Пробыв очень недолго в Берне, я поехал оттуда, вместе с Саблиным, в Женеву.
Здесь Саблин сразу повел меня в кафе-ресторан Грессо, где обычно столовались русские, а отчасти и французские эмигранты (бывшие коммунары).
Русская компания занимала столик в отдельной комнате в первом этаже. Ужинали скромно. Но... мне этот ужин показался все-таки слишком роскошным. Особенно поразило меня вино, которое пили обильно, – по моим тогдашним представлениям. После ужина компания принялась петь скабрезные песни. Все это показалось мне весьма «буржуазным», так как во мне еще очень прочно сидели мои настроения киевского периода, когда я считал чуть ли не грехопадением купить апельсин (роскошь, недоступная для народных масс) и колебался брать извозчика, когда мне нужно было далеко ходить, так как бедным людям приходится тащиться пешком даже на очень далеких расстояниях. Конечно, впоследствии я увидел, что в Женеве вино – самая обычная принадлежность стола не только у «буржуа», но и у всех решительно бедняков. Да и блюда, составлявшие наш ужин, не очень уж отличались от тех, которые подавались у Грессо и в других плебейских ресторанах к обеду или ужину коммунарам и рабочим.

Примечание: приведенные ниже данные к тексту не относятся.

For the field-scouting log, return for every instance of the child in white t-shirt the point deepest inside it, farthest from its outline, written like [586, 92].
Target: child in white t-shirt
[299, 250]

Наконец, нашему ужину был нарочито придан характер пирушки, на которую приглашены были самые близкие товарищи. Но на меня эта пирушка произвела тягостное впе-чатление, и я ушел к себе в тяжелом раздумье. А между тем, организаторы и участники вечеринки были чистые, идейные люди, преданные революции, и с некоторыми из них мне предстояло близко сойтись.
Здесь были: Ралли, Гольдштейн, Эльсниц, Николай Жуковский, Николай Морозов, Саблин и др. .
Старше других годами был Н. Жуковский. Он эмигрировал в Европу еще в начале или середине 60-х годов и успел настолько освоиться с заграничной жизнью, что стал наполовину французом. Он был одним из ближайших сотрудников Бакунина, хорошо говорил, мог и писать недурно, но как-то отбился от революционной работы и ничего не делал.
О Николае Морозове я много слышал от Клеменца. Рассказывая о «чайковцах», Димитрий всегда с особенной теплотой отзывался о троих: о Перовской, о Кравчинском и о Морозове. О последнем он говорил, как об исключительно талантливом юноше, подающем блестящие надежды.